San Francisco and the PGA have a deal: In either 2013 or 2014, the BMW Championship will be played at Harding Park. They have a contract with one another. According articles in the San Francisco Chronicle and Chicago Tribune, this contract will be broken. These papers state that the 2013 BMW Championship will be held at Cherry Hills, near Denver, and Conway Farms, which is outside Chicago, will host the 2014 BMW Championship. The closest the event will be to Harding Park in San Francisco is three states away.
As this story develops, PGA officials and Harding Park will present the resolution as amiable. While they may play nice in public, do not be mistaken. Behind closed doors, there is a bully. San Francisco and Harding Park are publicly being presented with an option, but the PGA really is telling them how things will be.
The Lunch Money
The economic impact of any major golf event on a community is substantial. If the PGA Grand Slam of Golf leaves Bermuda, the country’s economy will lose a $2.5 million stimulus. Even as an off-season event, the PGA Grand Slam is worth millions of dollars to an area. The BMW Championship is the “penultimate playoff event” of the PGA Tour. Wherever the event goes, serious lunch money follows.

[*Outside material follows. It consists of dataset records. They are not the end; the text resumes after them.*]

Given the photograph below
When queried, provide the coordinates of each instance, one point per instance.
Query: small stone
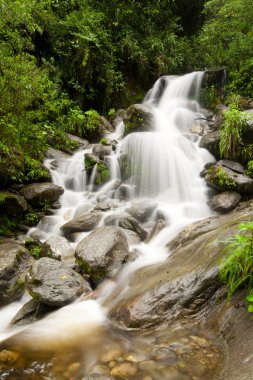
(124, 370)
(109, 356)
(9, 356)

The solution seems simple. San Francisco and Harding Park will sue the PGA and the BMW Championship. The contract is clear, and the city would win. However, being a tattle-tell has its consequences.
If Harding Park sued over the BMW Championship, then the PGA would have to publicly apologize. They would say, “I’m sorry,” before the judge and public. But, when the two were alone again, the PGA would seek revenge.
San Francisco might be able to force the BMW Championship into coming to Harding Park. But, that would likely be the last PGA event held in San Francisco. There would be no more PGA Tour events at Harding Park, and no more lunch money for San Francisco.
San Francisco has no choice. It must give up its lunch money.